Mentre invece l’ultimo duello in Europa avvenne nel 1967, arma la spada, tra due politici, guardacaso, che dopo una litigata all’Assemblea Nazionale, non contenti delle scuse reciproche, si incontrarono per lavare nel sangue le offese ricevute. Pare che lo sfidato, l’allora sindaco di Marsiglia, Gaston Deferre abbia apostrofato l’altro politico, Renè Ribiere, con un sonoro “taise’-vous abrutil!“ che tradotto in piemontese suona “sta cito struns!”: a questo punto a Ribiere viene in mente di sfidarlo a singolar tenzone, dimenticando però che l’indomani avrebbe dovuto sposarsi. Eranoentrambi molto arrabbiati.
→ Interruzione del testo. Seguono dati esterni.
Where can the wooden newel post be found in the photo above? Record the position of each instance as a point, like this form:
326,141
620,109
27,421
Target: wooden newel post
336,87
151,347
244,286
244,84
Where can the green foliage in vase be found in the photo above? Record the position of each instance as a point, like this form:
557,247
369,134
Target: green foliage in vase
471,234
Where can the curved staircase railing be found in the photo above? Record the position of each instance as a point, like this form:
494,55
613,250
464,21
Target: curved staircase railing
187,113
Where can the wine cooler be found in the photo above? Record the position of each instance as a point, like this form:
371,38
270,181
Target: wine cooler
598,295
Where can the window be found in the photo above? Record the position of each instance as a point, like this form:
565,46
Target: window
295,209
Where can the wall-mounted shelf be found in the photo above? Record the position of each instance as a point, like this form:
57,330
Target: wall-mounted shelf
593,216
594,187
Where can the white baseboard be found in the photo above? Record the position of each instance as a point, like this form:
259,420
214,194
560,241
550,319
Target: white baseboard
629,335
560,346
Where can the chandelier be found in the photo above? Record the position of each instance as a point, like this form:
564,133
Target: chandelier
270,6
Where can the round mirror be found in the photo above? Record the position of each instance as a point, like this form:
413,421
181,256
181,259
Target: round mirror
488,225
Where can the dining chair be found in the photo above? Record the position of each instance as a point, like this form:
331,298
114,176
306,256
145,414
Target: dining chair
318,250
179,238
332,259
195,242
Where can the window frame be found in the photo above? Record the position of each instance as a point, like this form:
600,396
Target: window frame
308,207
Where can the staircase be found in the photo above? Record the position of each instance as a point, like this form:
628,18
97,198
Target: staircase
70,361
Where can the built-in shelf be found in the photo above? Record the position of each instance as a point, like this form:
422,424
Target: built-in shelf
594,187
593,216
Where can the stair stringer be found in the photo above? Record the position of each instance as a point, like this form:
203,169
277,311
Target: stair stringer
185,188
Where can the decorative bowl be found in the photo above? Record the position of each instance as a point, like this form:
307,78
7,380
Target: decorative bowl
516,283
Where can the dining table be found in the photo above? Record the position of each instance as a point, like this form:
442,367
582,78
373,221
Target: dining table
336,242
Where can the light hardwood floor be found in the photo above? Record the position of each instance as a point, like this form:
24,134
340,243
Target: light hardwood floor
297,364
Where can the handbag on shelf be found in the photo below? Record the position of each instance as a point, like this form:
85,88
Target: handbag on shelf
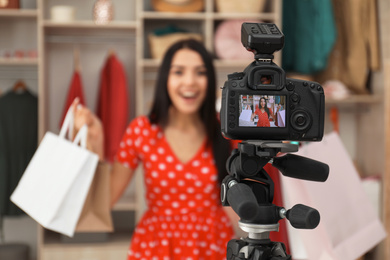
56,182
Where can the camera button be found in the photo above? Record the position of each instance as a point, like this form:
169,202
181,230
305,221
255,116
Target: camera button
290,86
295,98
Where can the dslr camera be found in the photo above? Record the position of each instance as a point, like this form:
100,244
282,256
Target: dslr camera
260,103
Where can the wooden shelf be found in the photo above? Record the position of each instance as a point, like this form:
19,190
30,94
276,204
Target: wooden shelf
19,62
19,13
172,16
120,239
126,203
131,25
254,16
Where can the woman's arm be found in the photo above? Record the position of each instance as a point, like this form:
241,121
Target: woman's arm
120,175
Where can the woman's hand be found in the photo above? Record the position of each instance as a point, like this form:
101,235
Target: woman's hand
95,138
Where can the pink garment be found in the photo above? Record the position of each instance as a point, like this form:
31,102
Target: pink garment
349,224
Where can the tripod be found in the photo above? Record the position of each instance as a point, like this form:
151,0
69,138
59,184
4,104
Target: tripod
249,190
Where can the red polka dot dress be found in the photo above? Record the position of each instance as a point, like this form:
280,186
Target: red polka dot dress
263,118
185,219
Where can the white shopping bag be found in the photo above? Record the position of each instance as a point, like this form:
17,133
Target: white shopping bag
349,224
55,184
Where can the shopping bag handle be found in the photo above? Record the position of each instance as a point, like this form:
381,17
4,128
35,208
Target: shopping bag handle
67,125
81,136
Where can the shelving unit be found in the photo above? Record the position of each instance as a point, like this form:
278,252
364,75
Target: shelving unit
127,34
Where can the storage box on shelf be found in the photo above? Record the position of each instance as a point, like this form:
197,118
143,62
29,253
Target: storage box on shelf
58,39
128,35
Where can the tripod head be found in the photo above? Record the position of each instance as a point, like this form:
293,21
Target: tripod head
249,190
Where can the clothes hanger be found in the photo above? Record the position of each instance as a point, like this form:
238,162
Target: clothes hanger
76,59
19,86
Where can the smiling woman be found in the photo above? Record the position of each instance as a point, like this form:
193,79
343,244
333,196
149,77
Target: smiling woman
183,155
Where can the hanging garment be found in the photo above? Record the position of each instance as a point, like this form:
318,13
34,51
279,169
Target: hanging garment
310,34
18,142
356,51
112,105
75,90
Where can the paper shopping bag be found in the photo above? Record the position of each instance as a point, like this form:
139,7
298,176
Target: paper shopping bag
96,213
55,184
349,225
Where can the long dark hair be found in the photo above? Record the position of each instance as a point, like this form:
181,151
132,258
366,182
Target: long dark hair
161,103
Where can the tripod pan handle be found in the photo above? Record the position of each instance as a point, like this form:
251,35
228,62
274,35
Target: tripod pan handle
303,217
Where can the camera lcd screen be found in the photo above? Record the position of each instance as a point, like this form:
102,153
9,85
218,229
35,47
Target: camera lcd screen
262,111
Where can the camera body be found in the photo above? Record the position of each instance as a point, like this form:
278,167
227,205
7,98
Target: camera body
260,103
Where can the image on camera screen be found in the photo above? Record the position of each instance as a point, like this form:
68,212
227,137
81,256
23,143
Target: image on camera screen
262,111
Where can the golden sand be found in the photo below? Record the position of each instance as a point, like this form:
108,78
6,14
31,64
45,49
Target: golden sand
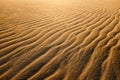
60,40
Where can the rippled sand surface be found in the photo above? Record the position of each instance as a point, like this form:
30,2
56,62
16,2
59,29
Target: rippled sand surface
60,40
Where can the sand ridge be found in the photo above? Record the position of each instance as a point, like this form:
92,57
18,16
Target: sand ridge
60,40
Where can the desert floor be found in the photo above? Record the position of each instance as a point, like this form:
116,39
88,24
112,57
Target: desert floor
59,39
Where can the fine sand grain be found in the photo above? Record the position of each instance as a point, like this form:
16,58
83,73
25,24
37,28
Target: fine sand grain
59,39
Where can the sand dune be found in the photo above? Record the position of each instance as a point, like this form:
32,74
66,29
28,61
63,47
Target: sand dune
60,40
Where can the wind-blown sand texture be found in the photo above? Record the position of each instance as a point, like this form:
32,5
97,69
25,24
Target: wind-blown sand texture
60,40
L’accordo era che la vista del primo sangue non sarebbe bastata per porre fine al combattimento, che aveva come testimone un parlamentare della sinistra gollista, pare munito di telecamera. Dopo un cruento scontro condotto dai due contendenti con lodevole impegno e gran coraggio, Deferre dopo aver ferito lievemente l’avversario, fu dichiarato vincitore dal giudice presente e tutti ritornarono a casa, senza immaginare che la sfida sarebbe passata alla storia come l’ultimo duello avvenuto sul Vecchio Continente.

Deferre quando seppe che l’avversario avrebbe dovuto convolare a nozze il giorno seguente la data fissata per il duello, promise di non ucciderlo, ma solo di rovinargli la prima notte di nozze con una ferita... Ora, non ci è dato sapere in che parte del corpo fu ferito il promesso sposo ,ma sicuramente il sindaco di Marsiglia mirò, per quanto detto, sicuramente alle parti basse del ventre, immagino in particolare ai gemelli penduli al di sotto della torre Eiffel in miniatura: se così è stato, il povero Ribiere ha dovuto sicuramente prolungare di almeno tre mesi la luna di miele per poter consumare, secondo tradizione, la prima notte di nozze.
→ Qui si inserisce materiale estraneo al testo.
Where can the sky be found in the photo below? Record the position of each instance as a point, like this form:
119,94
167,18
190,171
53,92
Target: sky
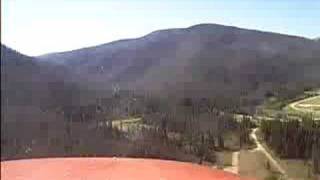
36,27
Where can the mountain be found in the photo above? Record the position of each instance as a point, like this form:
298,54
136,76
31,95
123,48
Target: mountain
205,59
29,88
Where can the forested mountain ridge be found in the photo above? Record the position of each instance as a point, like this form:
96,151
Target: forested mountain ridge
207,58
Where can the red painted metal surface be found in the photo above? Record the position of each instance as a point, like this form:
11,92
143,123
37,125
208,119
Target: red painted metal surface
108,169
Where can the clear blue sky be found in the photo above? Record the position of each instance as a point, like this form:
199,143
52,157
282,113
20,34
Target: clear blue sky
35,27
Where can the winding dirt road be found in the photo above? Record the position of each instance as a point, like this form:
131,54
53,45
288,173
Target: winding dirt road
266,153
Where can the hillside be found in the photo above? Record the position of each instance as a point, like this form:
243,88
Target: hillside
205,59
29,88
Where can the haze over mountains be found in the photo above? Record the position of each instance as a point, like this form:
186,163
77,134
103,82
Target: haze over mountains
204,57
203,60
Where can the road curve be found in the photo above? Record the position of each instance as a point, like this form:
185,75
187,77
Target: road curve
266,153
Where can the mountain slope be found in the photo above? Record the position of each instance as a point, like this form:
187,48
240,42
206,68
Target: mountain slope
203,59
29,88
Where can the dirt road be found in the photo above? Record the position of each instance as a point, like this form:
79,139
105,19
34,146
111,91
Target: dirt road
266,153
Battute a parte, siamo di fronte a personaggi politici che, coerenti con le loro idee ,le portavano avanti anche a rischio e pericolo della propria vita e se non bastavano le parole ricorrevano anche ad un’arma, senza vantaggio alcuno, alla pari, come i vecchi gentiluomini di antica memoria ci avevano insegnato.

Oggi, in Italia ogni politico si riempie la bocca con "ognuno deve rispondere della propria responsabilità davanti al popolo!". Bene lo faccia! Basta un cavatappi ed una bottiglia di barbera, tranquilli, non occorre una sciabola o una pistola, siamo un popolo pacifico ,consapevole che duellando con un nostro parlamentare, sarebbe sciocco ed inutile mirare alle parti intime, in quanto ci si può solo imbattere in una torre di Pisa in miniatura, sempre non sia già crollata sui due gemelli pendenti dietro ad un paio di sondaggisti che cercano di capire se pende di più a destra o a sinistra.